With a broad (and constantly growing) number of mechanisms relying on NAD+, maintaining its cellular pool emerges as critical to ensure genome integrity and expression. That becomes particularly important in the light of age-related NAD+ decline. Therefore, boosting NAD+ levels has been considered as a potential therapeutic or preventive factor in multiple pathological conditions (212). In laboratory conditions, supplementation with NAD+ precursors, such as NR and NMN, has been shown beneficial against aging and age-related diseases (213, 214). Similar effects have been reached by approaches aiming to increase NAD+ levels and metabolism via caloric restriction, intermittent fasting, or exercise (7, 106). However, these promising preclinical studies are not easily translated to humans (215). The reason for that might be the complexity of the cellular roles of NAD+. For example, the involvement of NAD+ in numerous redox reactions may be detrimental for cellular homeostasis when exposed to supraphysiologic NAD+ levels (98).

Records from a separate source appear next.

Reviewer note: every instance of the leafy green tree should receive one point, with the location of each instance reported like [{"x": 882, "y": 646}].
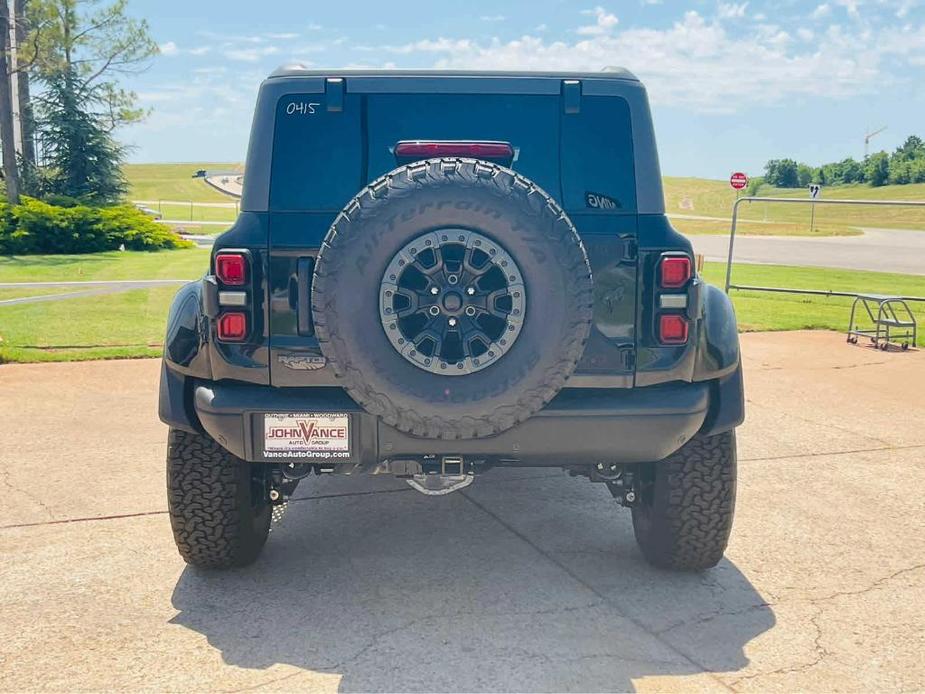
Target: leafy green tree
[
  {"x": 805, "y": 175},
  {"x": 92, "y": 45},
  {"x": 781, "y": 173},
  {"x": 912, "y": 149},
  {"x": 877, "y": 169}
]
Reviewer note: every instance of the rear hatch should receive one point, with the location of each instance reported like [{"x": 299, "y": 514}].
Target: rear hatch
[{"x": 577, "y": 147}]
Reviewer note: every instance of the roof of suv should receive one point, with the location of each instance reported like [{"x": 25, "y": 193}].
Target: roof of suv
[{"x": 301, "y": 71}]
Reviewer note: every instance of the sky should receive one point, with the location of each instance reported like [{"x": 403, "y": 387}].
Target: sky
[{"x": 732, "y": 84}]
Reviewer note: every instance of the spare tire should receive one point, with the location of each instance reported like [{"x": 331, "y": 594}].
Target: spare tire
[{"x": 452, "y": 298}]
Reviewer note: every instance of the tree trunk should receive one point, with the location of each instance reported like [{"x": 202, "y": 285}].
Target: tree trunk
[
  {"x": 26, "y": 116},
  {"x": 10, "y": 167}
]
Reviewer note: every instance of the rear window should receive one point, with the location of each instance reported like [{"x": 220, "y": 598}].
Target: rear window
[
  {"x": 530, "y": 123},
  {"x": 322, "y": 158}
]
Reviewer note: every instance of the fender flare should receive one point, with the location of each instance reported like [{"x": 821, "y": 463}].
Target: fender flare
[{"x": 185, "y": 358}]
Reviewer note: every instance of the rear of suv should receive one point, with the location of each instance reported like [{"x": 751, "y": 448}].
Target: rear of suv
[{"x": 439, "y": 273}]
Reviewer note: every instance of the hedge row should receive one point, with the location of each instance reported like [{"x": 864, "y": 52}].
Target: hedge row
[{"x": 37, "y": 227}]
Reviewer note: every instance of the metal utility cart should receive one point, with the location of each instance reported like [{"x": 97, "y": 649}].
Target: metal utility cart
[{"x": 890, "y": 318}]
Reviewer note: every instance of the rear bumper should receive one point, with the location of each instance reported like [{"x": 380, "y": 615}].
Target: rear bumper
[{"x": 579, "y": 426}]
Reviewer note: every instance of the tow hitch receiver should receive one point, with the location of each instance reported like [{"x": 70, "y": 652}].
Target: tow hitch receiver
[{"x": 450, "y": 479}]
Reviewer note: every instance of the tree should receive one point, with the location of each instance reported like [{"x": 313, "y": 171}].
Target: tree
[
  {"x": 10, "y": 165},
  {"x": 78, "y": 50},
  {"x": 26, "y": 114},
  {"x": 91, "y": 47},
  {"x": 781, "y": 173},
  {"x": 83, "y": 159},
  {"x": 805, "y": 175},
  {"x": 877, "y": 168},
  {"x": 913, "y": 148}
]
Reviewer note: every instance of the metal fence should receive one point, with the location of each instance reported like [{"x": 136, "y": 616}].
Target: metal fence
[{"x": 804, "y": 201}]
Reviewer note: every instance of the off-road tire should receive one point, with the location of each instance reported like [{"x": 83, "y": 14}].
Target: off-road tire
[
  {"x": 219, "y": 520},
  {"x": 468, "y": 194},
  {"x": 684, "y": 516}
]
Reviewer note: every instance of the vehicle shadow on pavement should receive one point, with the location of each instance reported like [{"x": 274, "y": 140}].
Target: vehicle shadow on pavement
[{"x": 528, "y": 580}]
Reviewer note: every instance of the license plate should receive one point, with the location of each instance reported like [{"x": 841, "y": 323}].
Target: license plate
[{"x": 306, "y": 435}]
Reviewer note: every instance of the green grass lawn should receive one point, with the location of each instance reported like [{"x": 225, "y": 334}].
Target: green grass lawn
[
  {"x": 194, "y": 213},
  {"x": 174, "y": 182},
  {"x": 131, "y": 323},
  {"x": 127, "y": 324},
  {"x": 188, "y": 263}
]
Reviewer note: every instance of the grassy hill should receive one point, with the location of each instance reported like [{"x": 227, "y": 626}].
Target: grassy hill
[
  {"x": 704, "y": 197},
  {"x": 174, "y": 182},
  {"x": 687, "y": 200}
]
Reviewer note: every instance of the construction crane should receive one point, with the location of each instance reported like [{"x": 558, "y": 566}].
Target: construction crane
[{"x": 867, "y": 139}]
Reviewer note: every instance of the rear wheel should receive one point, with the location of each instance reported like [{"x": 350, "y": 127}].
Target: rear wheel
[
  {"x": 219, "y": 512},
  {"x": 684, "y": 515}
]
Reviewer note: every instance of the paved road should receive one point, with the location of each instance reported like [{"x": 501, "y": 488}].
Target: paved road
[
  {"x": 528, "y": 580},
  {"x": 884, "y": 250}
]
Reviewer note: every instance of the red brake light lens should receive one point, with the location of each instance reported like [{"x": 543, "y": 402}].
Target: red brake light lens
[
  {"x": 231, "y": 268},
  {"x": 672, "y": 329},
  {"x": 675, "y": 271},
  {"x": 232, "y": 326},
  {"x": 493, "y": 151}
]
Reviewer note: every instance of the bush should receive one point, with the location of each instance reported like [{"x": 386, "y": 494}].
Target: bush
[{"x": 38, "y": 227}]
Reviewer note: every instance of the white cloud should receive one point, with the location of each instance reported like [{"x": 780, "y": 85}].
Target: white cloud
[
  {"x": 170, "y": 48},
  {"x": 698, "y": 64},
  {"x": 731, "y": 10},
  {"x": 604, "y": 22},
  {"x": 851, "y": 6},
  {"x": 249, "y": 55}
]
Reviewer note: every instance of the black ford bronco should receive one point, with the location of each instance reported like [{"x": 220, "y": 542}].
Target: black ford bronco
[{"x": 438, "y": 273}]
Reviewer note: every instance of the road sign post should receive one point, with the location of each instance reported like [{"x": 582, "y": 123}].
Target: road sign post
[
  {"x": 738, "y": 181},
  {"x": 815, "y": 191}
]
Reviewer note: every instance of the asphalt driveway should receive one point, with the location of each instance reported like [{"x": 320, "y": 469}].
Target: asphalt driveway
[{"x": 527, "y": 580}]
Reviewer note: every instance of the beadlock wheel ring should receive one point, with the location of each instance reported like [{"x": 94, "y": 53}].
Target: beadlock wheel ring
[{"x": 452, "y": 302}]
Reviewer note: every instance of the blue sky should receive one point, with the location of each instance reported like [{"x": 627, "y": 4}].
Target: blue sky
[{"x": 732, "y": 84}]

Another issue regarding supplementing NAD+ involves the risk of fueling cancer cells. Increased metabolic demands of rapidly growing cancer cells require more NAD+ (216). The proliferation-promoting shift toward lactate fermentation in the cytoplasm and reduced oxidative phosphorylation in mitochondria (i.e., the Warburg effect) (217) may impair the NAD+/NADH ratio. High NAD+ levels may lead to cancer promotion (218). Numerous genes, associated with NAD+ biosynthesis and metabolism, have been identified as promoting tumor development, for example, NAMPT (219, 220), nicotinic acid phosphoribosyl transferase (221, 222), NADK (47), which makes them promising targets in cancer therapy. [NB: Yet, NAD+ supplementation has also been shown to reduce the incidence and size of tumors (223, 224).] Besides, NAD+-consuming enzymes, such as PARPs and SIRTs, play a complex role in cancer development. Under normal conditions, their beneficial role in the maintenance of genome integrity prevents the occurrence of cancer-driving mutations. But at conditions, when tumor already exists, their activity may promote cancer development and resistance to treatment. In such cases, enhancing NAD+ levels might have a tumor-promoting effect (14, 225).

Concluding remarks

Although our understanding of the role of NAD+ in nucleic acid maintenance has significantly expanded during recent years, the complexity of NAD+ cellular functions makes this topic of relevance in future studies. Many aspects of NAD+ metabolism remain unresolved, such as cell type–specific differences or subcellular compartmentalization. Topics, such as the role of NAD+ in mitochondrial DNA repair, or NAD+ capping, are yet poorly studied and deserve further exploration. Equally important is an understanding and evaluation of the risk–benefit ratio associated with elevating NAD+ levels, which may act as a double-edged sword in the context of maintaining DNA integrity and overall NAD+-dependent cellular homeostasis. It will be exciting to see how future studies will provide a deeper understanding of these mechanisms.

Conflict of interest

The authors declare that they have no conflicts of interest with the contents of this article.